Clifford works with ham radio, learning to pass “traffic” via radio, and playing his dulcimer, which also includes using software to create his own accompaniments.
Each day also has variety, including calls from my kids, learning of national and global events, reorganization projects, and so on.
This has been a good
and peaceful place for us these past two weeks. Tomorrow will be
moving day, but we will remember this spot with fondness.
Tuesday December 17 to Thursday December 19: Nights are chilly, in the low 20’s, and midday temperatures in the 40’s here at Elephant Butte New Mexico State Park where Clifford and I are camped.
I dress warmly when I walk to the lake in the mornings, but by early afternoon we are able to be outside, sheltered from the wind on the sunny side of Cougar. I enjoy writing in the journal while Clifford plays the dulcimer for the brief time that it is warm enough to sit out.
On days that are not too windy, I also walk to the lake at sunset, as the late afternoon sunlight brings out the color of the mesas and the lake most beautifully.
The usual activities of radio and dulcimer continue for Clifford; photography, blogs, editing, and playing viola or cello for me.
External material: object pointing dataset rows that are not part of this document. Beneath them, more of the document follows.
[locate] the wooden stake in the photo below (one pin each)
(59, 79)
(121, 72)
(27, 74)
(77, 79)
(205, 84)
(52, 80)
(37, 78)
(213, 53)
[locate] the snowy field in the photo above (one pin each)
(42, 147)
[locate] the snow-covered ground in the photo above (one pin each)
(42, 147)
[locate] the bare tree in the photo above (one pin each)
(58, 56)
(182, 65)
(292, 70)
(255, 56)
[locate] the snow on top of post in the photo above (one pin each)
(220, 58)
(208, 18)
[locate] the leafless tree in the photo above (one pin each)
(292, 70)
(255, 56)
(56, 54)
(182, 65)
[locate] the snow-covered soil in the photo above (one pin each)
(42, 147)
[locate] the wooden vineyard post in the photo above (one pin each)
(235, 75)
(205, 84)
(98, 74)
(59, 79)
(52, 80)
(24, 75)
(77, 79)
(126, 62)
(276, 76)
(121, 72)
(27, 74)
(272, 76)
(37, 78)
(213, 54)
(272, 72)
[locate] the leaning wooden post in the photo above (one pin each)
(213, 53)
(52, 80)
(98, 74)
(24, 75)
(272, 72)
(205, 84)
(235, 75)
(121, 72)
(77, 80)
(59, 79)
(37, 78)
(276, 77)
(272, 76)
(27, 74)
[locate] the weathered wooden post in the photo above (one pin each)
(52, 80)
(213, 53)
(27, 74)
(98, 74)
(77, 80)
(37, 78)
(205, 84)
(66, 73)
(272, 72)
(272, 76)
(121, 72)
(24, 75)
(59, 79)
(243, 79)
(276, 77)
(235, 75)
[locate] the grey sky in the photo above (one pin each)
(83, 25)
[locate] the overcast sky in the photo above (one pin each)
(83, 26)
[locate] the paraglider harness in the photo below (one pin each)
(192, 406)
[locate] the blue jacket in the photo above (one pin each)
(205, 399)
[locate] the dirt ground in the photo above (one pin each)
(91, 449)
Plus all the other things I don’t have time for that are sitting on a “back-burner.” Honestly, I do not understand how people can complain of being bored – there are so many fun and interesting things to learn and do.
Friday December 13 to Monday December 16: Clifford and I are camped at South Monticello Campground located at the north end of Elephant Butte New Mexico State Park.
Our days are busy with activities that interest us. Clifford mostly works on his ham radio and music for dulcimer. I saunter about taking photos, often at sunrise or sunset.
I also edit for a couple of authors, edit photos for the travel blogs that I post nearly daily, and play viola.
Most fun during this time is a visit from our Santa Fe friend, Diana. While she is here, we three talk of her participation in preserving Clifford’s research, and we go on an exploratory drive to the dispersed camping area to the north of our campground.
Diana and I also go for walks to the lake and discuss other topics, including the importance of being in a positive vibration in our thoughts.
One evening we watch the three videos that Clifford has made: A Grand Ceremony, a video of the backpacking trip that he and I did to the bottom of the Grand Canyon in 2012. The videos River Woman and Voice of the Cello are an artistic mix of my daughter’s Ang’s writing, my still photos, and Clifford’s videography. We are up late every night with so much to talk about.
has been great having a good friend share time with us these several
days and it is with reluctance that we part as she heads back to
Santa Fe, but with the hope and intention of more time together in
Wednesday December 11: After picking up a few more supplies at the Socorro (New Mexico) Walmart where we spent the night, Clifford and I head on south on I-25, destination Elephant Butte New Mexico State Park. It is a chilly 27 degrees, but relatively calm. We are glad that it is not so windy, as there are sections of this route that are prone to high wind gusts, which can be quite dangerous for RV’s.
We are going to the South Monticello Campground at the north end of the park, our first time camping at this state park. The sites along the lake are by reservation only, but we find a nice site a ways back from the lake where we can still see the lake and have lots of privacy, surrounded by acres of creosote.
After we get set up,
I walk to the lake and see a route down off the bluff, which I will
take another time. Cell service is decent here, so I am able to post
a blog and download more photos. Clifford is setting up his radios
and working with his music software.
We are treated to a
colorful sunset to end the day.
Thursday December 12: Seeing mist over the lake when I get up, I walk out right away, enjoying the quiet ambiance of the morning.
Today, in addition to our regular projects, we hang a string a Christmas lights, since we have electric power here.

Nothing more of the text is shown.